Edgard, qui jusque-là était resté calme, se décida enfin à prendre la parole.

— Voyons, monsieur, ne vous fâchez pas. Tout ça, c’est des blagues ! Ces dames s’amusent. Nous nous amusons tous. Il vaut mieux prendre les choses à la rigolade.

— Pas du tout, monsieur, pas du tout !

D’en bas, c’est-à-dire du sol, une voix perçante appela :

— Joseph ! Joseph ! Laisse donc ces gens-là !

C’était la grosse dame qui interpellait ainsi son mari.

Mais celui-ci n’eut pas le temps de regagner la terre ferme, car le manège se remit à tourner, à la grande joie d’Éléonore et de ses amies qui entourèrent Joseph, l’enlevèrent et le calèrent de force sur un cochon.

Le malheureux — l’était-il autant que cela ? — dut faire ainsi un tour en maugréant extérieurement, car au fond il est bien certain que si sa femme n’avait pas été là, si, à chaque tour, il ne l’avait pas aperçue levant les bras au ciel, ce brave homme eût goûté le plaisir d’être entouré par un essaim de jolies filles qui le pinçaient, le chatouillaient, lui tiraient les cheveux et les favoris ou lui caressaient le visage avec leurs balais de soie…

Mais il était obligé de se mettre en colère.

Et il le fit bien voir en descendant.

— Ça ne se passera pas comme ça, hurla-t-il, ça ne se passera pas comme ça !… Vous allez voir à qui vous avez à faire.

— C’est une indignité ! s’écriait la grosse dame aux jupes de laquelle la petite fille s’accrochait en pleurant.

La foule s’ameutait. Un agent, deux agents survinrent.

L’un d’eux, qui portait sur sa manche le galon de sous-brigadier, interpella le vieux monsieur :

— Qu’est-ce que vous avez, vous, là, à faire du scandale ?

— Du scandale ! monsieur l’agent !… Ce n’est pas mon mari, ce sont ces créatures qui en font avec leurs amis ! intervint la grosse dame.
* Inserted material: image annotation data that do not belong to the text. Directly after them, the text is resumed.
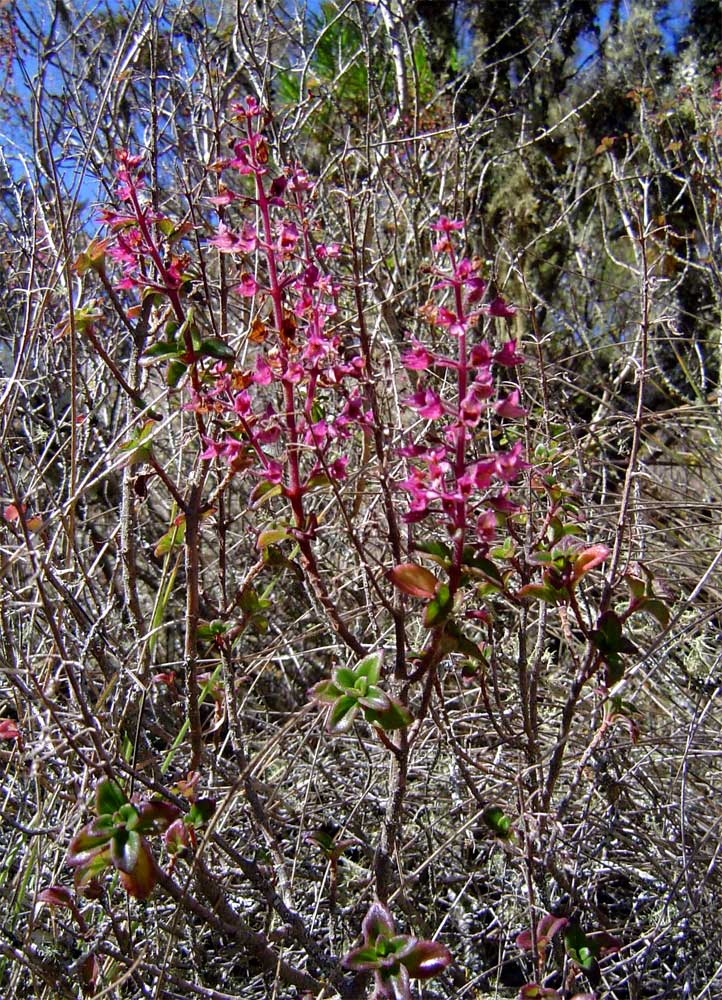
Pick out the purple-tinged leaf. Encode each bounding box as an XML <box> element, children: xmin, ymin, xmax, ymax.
<box><xmin>389</xmin><ymin>563</ymin><xmax>439</xmax><ymax>600</ymax></box>
<box><xmin>536</xmin><ymin>913</ymin><xmax>569</xmax><ymax>944</ymax></box>
<box><xmin>120</xmin><ymin>837</ymin><xmax>158</xmax><ymax>899</ymax></box>
<box><xmin>374</xmin><ymin>965</ymin><xmax>411</xmax><ymax>1000</ymax></box>
<box><xmin>67</xmin><ymin>816</ymin><xmax>115</xmax><ymax>865</ymax></box>
<box><xmin>331</xmin><ymin>667</ymin><xmax>356</xmax><ymax>691</ymax></box>
<box><xmin>353</xmin><ymin>649</ymin><xmax>384</xmax><ymax>684</ymax></box>
<box><xmin>519</xmin><ymin>983</ymin><xmax>561</xmax><ymax>1000</ymax></box>
<box><xmin>135</xmin><ymin>800</ymin><xmax>180</xmax><ymax>833</ymax></box>
<box><xmin>306</xmin><ymin>680</ymin><xmax>343</xmax><ymax>705</ymax></box>
<box><xmin>401</xmin><ymin>941</ymin><xmax>452</xmax><ymax>979</ymax></box>
<box><xmin>341</xmin><ymin>944</ymin><xmax>379</xmax><ymax>972</ymax></box>
<box><xmin>572</xmin><ymin>545</ymin><xmax>609</xmax><ymax>583</ymax></box>
<box><xmin>361</xmin><ymin>900</ymin><xmax>396</xmax><ymax>943</ymax></box>
<box><xmin>358</xmin><ymin>684</ymin><xmax>391</xmax><ymax>712</ymax></box>
<box><xmin>163</xmin><ymin>819</ymin><xmax>190</xmax><ymax>857</ymax></box>
<box><xmin>110</xmin><ymin>830</ymin><xmax>145</xmax><ymax>872</ymax></box>
<box><xmin>327</xmin><ymin>694</ymin><xmax>358</xmax><ymax>735</ymax></box>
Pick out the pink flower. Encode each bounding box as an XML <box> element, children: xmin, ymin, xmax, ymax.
<box><xmin>328</xmin><ymin>455</ymin><xmax>348</xmax><ymax>480</ymax></box>
<box><xmin>476</xmin><ymin>510</ymin><xmax>496</xmax><ymax>545</ymax></box>
<box><xmin>494</xmin><ymin>340</ymin><xmax>524</xmax><ymax>368</ymax></box>
<box><xmin>404</xmin><ymin>386</ymin><xmax>444</xmax><ymax>420</ymax></box>
<box><xmin>486</xmin><ymin>295</ymin><xmax>516</xmax><ymax>319</ymax></box>
<box><xmin>431</xmin><ymin>215</ymin><xmax>464</xmax><ymax>233</ymax></box>
<box><xmin>469</xmin><ymin>340</ymin><xmax>492</xmax><ymax>368</ymax></box>
<box><xmin>233</xmin><ymin>391</ymin><xmax>251</xmax><ymax>417</ymax></box>
<box><xmin>495</xmin><ymin>441</ymin><xmax>529</xmax><ymax>483</ymax></box>
<box><xmin>235</xmin><ymin>271</ymin><xmax>260</xmax><ymax>299</ymax></box>
<box><xmin>436</xmin><ymin>306</ymin><xmax>469</xmax><ymax>337</ymax></box>
<box><xmin>494</xmin><ymin>389</ymin><xmax>526</xmax><ymax>420</ymax></box>
<box><xmin>208</xmin><ymin>222</ymin><xmax>239</xmax><ymax>253</ymax></box>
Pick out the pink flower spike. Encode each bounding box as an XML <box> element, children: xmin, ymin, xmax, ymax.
<box><xmin>404</xmin><ymin>387</ymin><xmax>444</xmax><ymax>420</ymax></box>
<box><xmin>316</xmin><ymin>243</ymin><xmax>341</xmax><ymax>260</ymax></box>
<box><xmin>206</xmin><ymin>188</ymin><xmax>240</xmax><ymax>207</ymax></box>
<box><xmin>494</xmin><ymin>389</ymin><xmax>526</xmax><ymax>420</ymax></box>
<box><xmin>487</xmin><ymin>295</ymin><xmax>516</xmax><ymax>319</ymax></box>
<box><xmin>494</xmin><ymin>340</ymin><xmax>524</xmax><ymax>368</ymax></box>
<box><xmin>487</xmin><ymin>486</ymin><xmax>520</xmax><ymax>514</ymax></box>
<box><xmin>495</xmin><ymin>441</ymin><xmax>529</xmax><ymax>483</ymax></box>
<box><xmin>476</xmin><ymin>510</ymin><xmax>496</xmax><ymax>545</ymax></box>
<box><xmin>233</xmin><ymin>391</ymin><xmax>251</xmax><ymax>417</ymax></box>
<box><xmin>208</xmin><ymin>222</ymin><xmax>240</xmax><ymax>253</ymax></box>
<box><xmin>401</xmin><ymin>337</ymin><xmax>434</xmax><ymax>372</ymax></box>
<box><xmin>431</xmin><ymin>215</ymin><xmax>464</xmax><ymax>233</ymax></box>
<box><xmin>436</xmin><ymin>306</ymin><xmax>469</xmax><ymax>337</ymax></box>
<box><xmin>235</xmin><ymin>271</ymin><xmax>260</xmax><ymax>299</ymax></box>
<box><xmin>469</xmin><ymin>340</ymin><xmax>492</xmax><ymax>368</ymax></box>
<box><xmin>464</xmin><ymin>277</ymin><xmax>486</xmax><ymax>305</ymax></box>
<box><xmin>328</xmin><ymin>455</ymin><xmax>348</xmax><ymax>480</ymax></box>
<box><xmin>201</xmin><ymin>434</ymin><xmax>223</xmax><ymax>462</ymax></box>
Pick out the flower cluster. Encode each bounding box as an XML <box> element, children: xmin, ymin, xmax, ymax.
<box><xmin>188</xmin><ymin>99</ymin><xmax>371</xmax><ymax>503</ymax></box>
<box><xmin>399</xmin><ymin>216</ymin><xmax>527</xmax><ymax>545</ymax></box>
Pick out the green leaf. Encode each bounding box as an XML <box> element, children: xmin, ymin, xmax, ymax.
<box><xmin>143</xmin><ymin>340</ymin><xmax>183</xmax><ymax>361</ymax></box>
<box><xmin>389</xmin><ymin>563</ymin><xmax>439</xmax><ymax>599</ymax></box>
<box><xmin>165</xmin><ymin>358</ymin><xmax>188</xmax><ymax>389</ymax></box>
<box><xmin>353</xmin><ymin>649</ymin><xmax>384</xmax><ymax>684</ymax></box>
<box><xmin>424</xmin><ymin>583</ymin><xmax>453</xmax><ymax>628</ymax></box>
<box><xmin>331</xmin><ymin>667</ymin><xmax>356</xmax><ymax>691</ymax></box>
<box><xmin>198</xmin><ymin>337</ymin><xmax>236</xmax><ymax>361</ymax></box>
<box><xmin>358</xmin><ymin>684</ymin><xmax>391</xmax><ymax>712</ymax></box>
<box><xmin>68</xmin><ymin>816</ymin><xmax>115</xmax><ymax>865</ymax></box>
<box><xmin>307</xmin><ymin>680</ymin><xmax>343</xmax><ymax>705</ymax></box>
<box><xmin>118</xmin><ymin>420</ymin><xmax>155</xmax><ymax>468</ymax></box>
<box><xmin>327</xmin><ymin>694</ymin><xmax>358</xmax><ymax>736</ymax></box>
<box><xmin>401</xmin><ymin>941</ymin><xmax>451</xmax><ymax>979</ymax></box>
<box><xmin>414</xmin><ymin>542</ymin><xmax>452</xmax><ymax>570</ymax></box>
<box><xmin>256</xmin><ymin>527</ymin><xmax>291</xmax><ymax>550</ymax></box>
<box><xmin>483</xmin><ymin>806</ymin><xmax>512</xmax><ymax>840</ymax></box>
<box><xmin>95</xmin><ymin>778</ymin><xmax>128</xmax><ymax>816</ymax></box>
<box><xmin>185</xmin><ymin>799</ymin><xmax>216</xmax><ymax>829</ymax></box>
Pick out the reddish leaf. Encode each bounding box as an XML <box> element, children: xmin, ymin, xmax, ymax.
<box><xmin>389</xmin><ymin>563</ymin><xmax>439</xmax><ymax>600</ymax></box>
<box><xmin>403</xmin><ymin>941</ymin><xmax>451</xmax><ymax>979</ymax></box>
<box><xmin>572</xmin><ymin>545</ymin><xmax>609</xmax><ymax>583</ymax></box>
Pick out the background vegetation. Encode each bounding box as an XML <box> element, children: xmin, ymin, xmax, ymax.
<box><xmin>0</xmin><ymin>0</ymin><xmax>722</xmax><ymax>1000</ymax></box>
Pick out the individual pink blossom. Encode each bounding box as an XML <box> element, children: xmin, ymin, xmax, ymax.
<box><xmin>431</xmin><ymin>215</ymin><xmax>464</xmax><ymax>233</ymax></box>
<box><xmin>469</xmin><ymin>340</ymin><xmax>492</xmax><ymax>368</ymax></box>
<box><xmin>476</xmin><ymin>510</ymin><xmax>496</xmax><ymax>545</ymax></box>
<box><xmin>494</xmin><ymin>340</ymin><xmax>524</xmax><ymax>368</ymax></box>
<box><xmin>436</xmin><ymin>306</ymin><xmax>469</xmax><ymax>337</ymax></box>
<box><xmin>494</xmin><ymin>389</ymin><xmax>526</xmax><ymax>420</ymax></box>
<box><xmin>404</xmin><ymin>386</ymin><xmax>444</xmax><ymax>420</ymax></box>
<box><xmin>235</xmin><ymin>271</ymin><xmax>260</xmax><ymax>299</ymax></box>
<box><xmin>486</xmin><ymin>295</ymin><xmax>516</xmax><ymax>319</ymax></box>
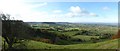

— C’est bon ! c’est bon ! venez vous expliquer au commissariat !

Et tout le monde s’en fut derrière les agents, le vieux monsieur, sa femme, sa petite-fille, Éléonore et ses compagnons, voire même une foule de badauds qui, d’ailleurs, virent brutalement se refermer à leur nez la porte du poste de police ; après quoi, avec la ferme urbanité qui les caractérise, les agents les invitèrent à se retirer.

— Allons, vous autres, circulez !… Qu’est-ce que vous f… là ?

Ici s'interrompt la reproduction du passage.